Le Venezuela n’a toujours pas répondu à la demande américaine de faire appel aux bons offices suisses entre les deux Etats. Opposé à toute sanction unilatérale coercitive, M. Ziegler s’est lui prononcé avec son comité onusien pour une Déclaration politique sur cette question, préparée actuellement par plusieurs pays membres.

Autre reproche, les déclarations de M. Cassis sur l’Agence de l’ONU pour les réfugiés palestiniens (UNRWA) et la suspension du financement suisse sont “catastrophiques”, selon lui.
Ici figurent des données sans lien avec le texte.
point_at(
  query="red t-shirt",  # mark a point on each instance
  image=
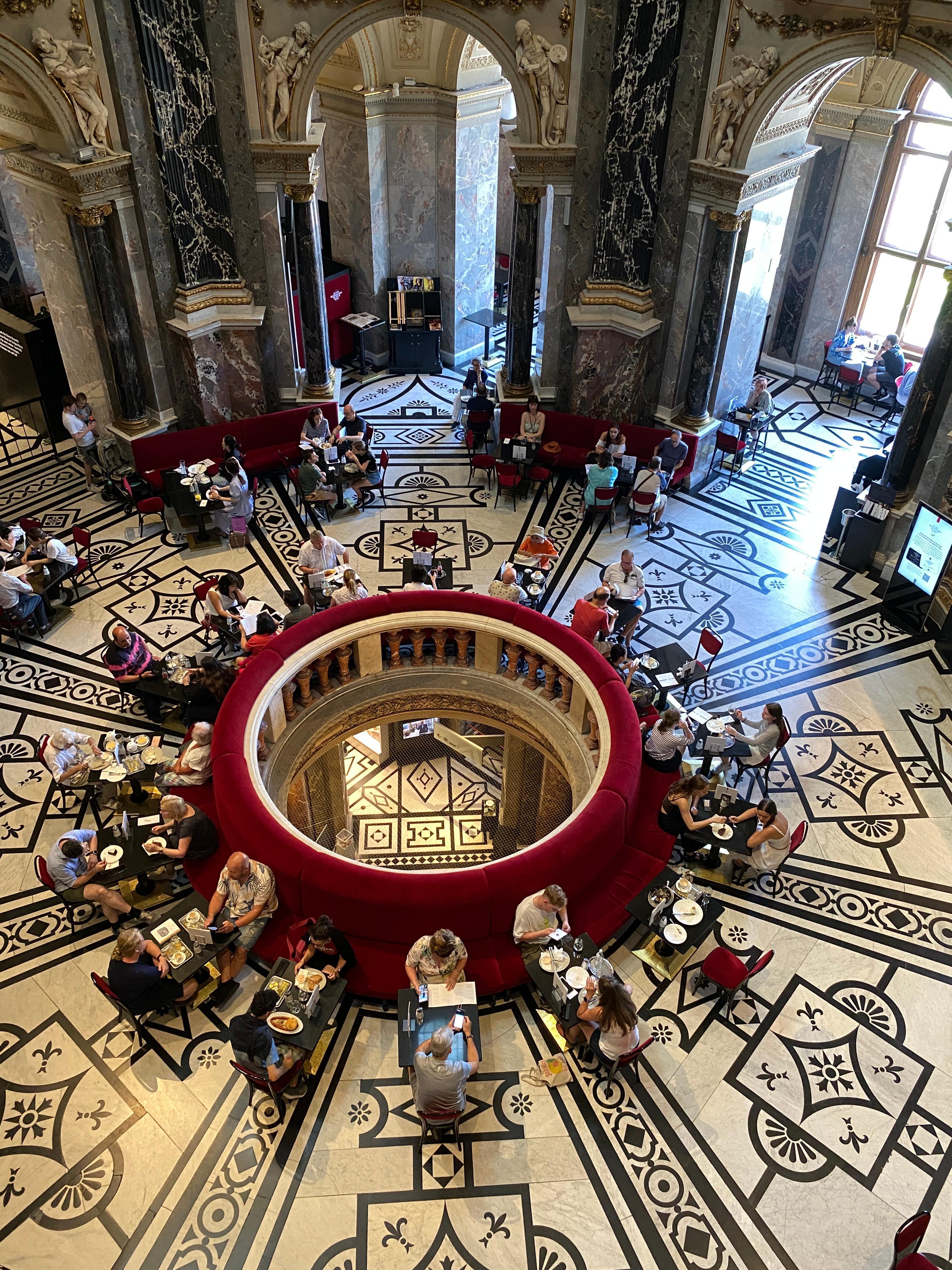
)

M. Ziegler veut défendre l’honneur du Genevois Pierre Krähenbühl qui dirige cette institution et fait l’objet d’une enquête pour des abus, lancée après un rapport qu’il estime “sans preuves”.

“Honte” en Europe

Il pense que la Suisse veut son départ mais dit que le commissaire général ne démissionnera pas. M. Ziegler cible la “mercantilisation” de la politique de M. Cassis qui investit dans le développement là où des intérêts économiques suisses sont possibles. Il lui reproche encore de ne pas oeuvrer suffisamment pour exiger des filières de matières premières qu’elles honorent les droits de l’homme.

Son inquiétude principale actuelle porte davantage sur les centres d’accueil de migrants établis à la demande de l’UE en Grèce. L’expert s’est rendu sur place cet été pour le Comité consultatif et est revenu en colère. Des milliers de personnes sont maintenues dans des conditions “horribles” dans ces sites, dit-il.

Il a observé de la sous-alimentation, un manque d’accès à l’eau et aux soins. Face à ces “véritables camps de concentration”, il va publier dans les prochains mois un livre, “La Honte de l’Europe”. Un prolongement de son activité qui donne le ton de ses prochaines luttes. “Je vais continuer à me battre” et “j’aurai beaucoup plus de liberté”.

En près de 20 ans à l’ONU, avec une pause d’une année, le Genevois a enchaîné deux mandats comme rapporteur spécial puis dès 2009 au sein du Comité consultatif. Il revendique des succès notamment sur la Déclaration des droits des agriculteurs ou sur l’illégalité des fonds d’investissements spéculatifs de rachat à bas prix de dettes des Etats.

Inquiet sur Von der Leyen

Il est inquiet pour une ONU “indispensable” mais “en danger” en raison de la paralysie du Conseil de sécurité face aux “horreurs” en Syrie, en Centrafrique, en Afghanistan ou en Irak. La faim dans le monde augmente à nouveau et les droits de l’homme sont attaqués “partout”, notamment le droit d’asile, ajoute-t-il.

Il est aussi préoccupé par l’environnement actuel marqué par l’arrivée au pouvoir, après l’Américain Donald Trump, du Brésilien Jair Bolsonaro et, à la tête de la Commission européenne, de l’Allemande Ursula von der Leyen, “otage de l’extrême extrême droite”. Ces dirigeants veulent éliminer le multilatéralisme, affirme-t-il.

Mais il se dit encouragé par le mouvement des jeunes contre le réchauffement climatique. Et de rester “optimiste”. Notamment en raison de l’action de ses camarades Antonio Guterres et Michelle Bachelet comme secrétaire général de l’ONU et Haute commissaire aux droits de l’homme.

Et M. Ziegler souhaiterait que le bureau de la Chilienne, dont le financement dépend de l’enveloppe générale de l’organisation, puisse s’appuyer sur des ressources propres. S’il n’aura plus de mandat à l’ONU, il va rester sur une liste de spécialistes qui peuvent être activés pour des commissions d’enquête ou des réunions.